Crítica | Nomadland

Júlia Tetzlaff  - 24 de novembro 2021 ás 09h00

Não foi nenhuma surpresa quando Nomadland, dirigido pela chinesa Chloé Zhao – apenas a segunda mulher a ganhar o prêmio de Melhor Direção em todas as edições do Oscar, foi anunciado como ganhador do prêmio de Melhor Filme em 2021. Favorito da crítica e indicado a seis categorias – Melhor Filme, Melhor Direção, Melhor Atriz por Frances McDormand, Melhor Roteiro Adaptado, Melhor Edição e Melhor Fotografia, a obra independente foi a grande vencedora do ano, levando o prêmio pelas três principais categorias: filme, direção e atriz principal.
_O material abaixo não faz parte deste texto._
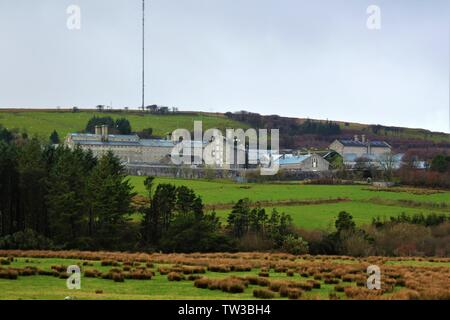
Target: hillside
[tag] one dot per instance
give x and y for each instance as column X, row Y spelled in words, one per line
column 43, row 122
Filmado quase como se fosse um documentário, o filme percorre a trajetória da fictícia Fern, interpretada pela sempre brilhante Frances McDormand, uma mulher de 61 anos que, após perder o marido e ficar desempregada e sem casa depois da Grande Recessão de 2008 devastar sua cidade, passa a morar em um trailer seguindo uma vida nômade. Com exceção de Frances e David Strathairn, que são atores profissionais, todos os personagens do filme são interpretados por pessoas reais que realmente são nômades e que foram parar na estrada de diferentes maneiras, por diversos motivos. Assim, a narrativa mescla episódios reais com outros criados pela diretora, que passou um período de imersão em um trailer conhecendo e aprendendo mais sobre a vida dessas pessoas.

Reprodução/20th Century Studios

O filme é uma adaptação do livro Nomadland: Surviving America in the Twenty-First Century (em português, Nomadland: Sobrevivendo aos EUA no século 21), escrito pela jornalista americana Jessica Bruder em 2017 sobre essa população, principalmente mais velha, que passaram a viver de empregos sazonais pelo país após a crise econômica. O livro, inclusive, está previsto para ser lançado no Brasil ainda esse ano.
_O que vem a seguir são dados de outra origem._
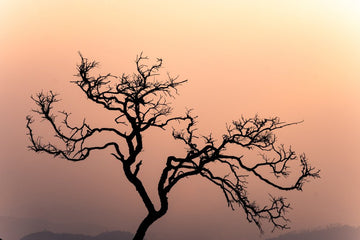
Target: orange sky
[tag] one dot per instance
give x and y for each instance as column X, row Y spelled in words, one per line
column 294, row 59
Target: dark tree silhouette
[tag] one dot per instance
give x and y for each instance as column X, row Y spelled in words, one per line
column 141, row 103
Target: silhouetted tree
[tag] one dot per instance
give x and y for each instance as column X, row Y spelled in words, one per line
column 141, row 103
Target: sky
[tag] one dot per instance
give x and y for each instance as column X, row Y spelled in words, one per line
column 297, row 60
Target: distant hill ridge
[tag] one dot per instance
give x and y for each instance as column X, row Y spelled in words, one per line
column 337, row 232
column 47, row 235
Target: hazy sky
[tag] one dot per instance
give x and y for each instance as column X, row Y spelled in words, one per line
column 298, row 60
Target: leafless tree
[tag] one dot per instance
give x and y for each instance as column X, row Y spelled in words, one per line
column 141, row 103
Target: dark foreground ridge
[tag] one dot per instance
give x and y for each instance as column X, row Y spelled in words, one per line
column 47, row 235
column 329, row 233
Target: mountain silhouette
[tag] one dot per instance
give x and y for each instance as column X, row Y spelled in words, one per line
column 330, row 233
column 47, row 235
column 13, row 228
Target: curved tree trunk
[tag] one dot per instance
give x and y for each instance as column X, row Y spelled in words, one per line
column 145, row 224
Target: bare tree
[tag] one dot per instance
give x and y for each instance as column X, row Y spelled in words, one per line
column 141, row 103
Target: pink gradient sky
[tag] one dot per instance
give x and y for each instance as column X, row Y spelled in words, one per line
column 298, row 60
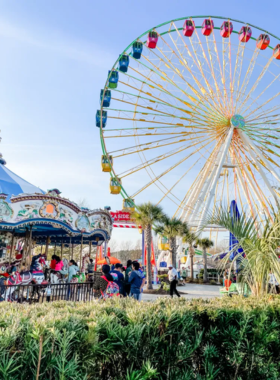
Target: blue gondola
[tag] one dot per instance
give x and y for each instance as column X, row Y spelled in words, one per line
column 123, row 63
column 98, row 118
column 106, row 98
column 137, row 49
column 113, row 78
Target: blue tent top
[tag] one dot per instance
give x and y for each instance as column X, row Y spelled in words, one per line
column 12, row 184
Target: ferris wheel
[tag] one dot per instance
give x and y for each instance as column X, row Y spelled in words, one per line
column 189, row 118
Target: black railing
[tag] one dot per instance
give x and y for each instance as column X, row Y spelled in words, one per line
column 81, row 292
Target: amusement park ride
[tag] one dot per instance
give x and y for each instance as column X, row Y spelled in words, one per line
column 30, row 219
column 190, row 112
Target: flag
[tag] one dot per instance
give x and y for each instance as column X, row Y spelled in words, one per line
column 153, row 258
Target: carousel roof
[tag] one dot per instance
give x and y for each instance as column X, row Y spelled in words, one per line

A maneira sensível e poética que Nomadland retrata a vida dessas pessoas, e da própria Frances, faz com que a experiência do espectador seja bastante imersiva. O filme poderia ter caído facilmente em uma narrativa ou monótona demais, ou muito trágica, se resolvesse mostrar os problemas e perigos enfrentados por essa população. Mas, ao contrário disso, o que vemos é um retrato contemplativo e muito respeitoso que mostra que o modo nômade de viver é apenas mais uma maneira de encarar a vida, e não necessariamente uma maneira errada de viver. Zhao prefere focar em como funciona esse modo de vida, suas particularidades e singularidades, suas diferenças que são apenas isso… diferenças.
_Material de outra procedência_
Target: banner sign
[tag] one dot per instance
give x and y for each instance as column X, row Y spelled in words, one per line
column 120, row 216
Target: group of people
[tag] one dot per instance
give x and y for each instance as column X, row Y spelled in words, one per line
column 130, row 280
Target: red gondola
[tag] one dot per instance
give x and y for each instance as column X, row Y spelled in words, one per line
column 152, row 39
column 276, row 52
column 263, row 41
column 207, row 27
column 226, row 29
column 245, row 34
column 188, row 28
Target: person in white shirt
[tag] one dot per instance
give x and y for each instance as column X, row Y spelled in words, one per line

Reprodução/20th Century Studios

A equipe acompanhou o grupo por semanas por cinco estados do centro-oeste americano: Dakota do Sul, Nebraska, Arizona, Nevada e Califórnia. A paisagem desse local, inclusive, é um dos pontos mais deslumbrantes do filme, e extremamente bem apreciado pela fotografia. A atuação impecável de Frances mescla sua expressão com a contemplação do espaço que a rodeia, fazendo com que ela e os nômades sejam quase como uma extensão da maravilhosa paisagem. A sensação que isso causa em cena é ora de liberdade, ora de solidão, ora de uma singularidade emocionante. E a jornada de Frances como protagonista que está sempre em cena, lutando contra a dor de perder o marido e encarar sua nova vida, mostra uma complexidade diante das sensações e circunstâncias que dá gosto de ver em cena.

Assim como os outros filmes indicados ao prêmio principal do Oscar desse ano, Nomadland é diferente de tudo o que estamos acostumados quando se fala em cinema. Para entender melhor a experiência, só mesmo assistindo. E que venham mais obras da fantástica Chloé Zhao por aí!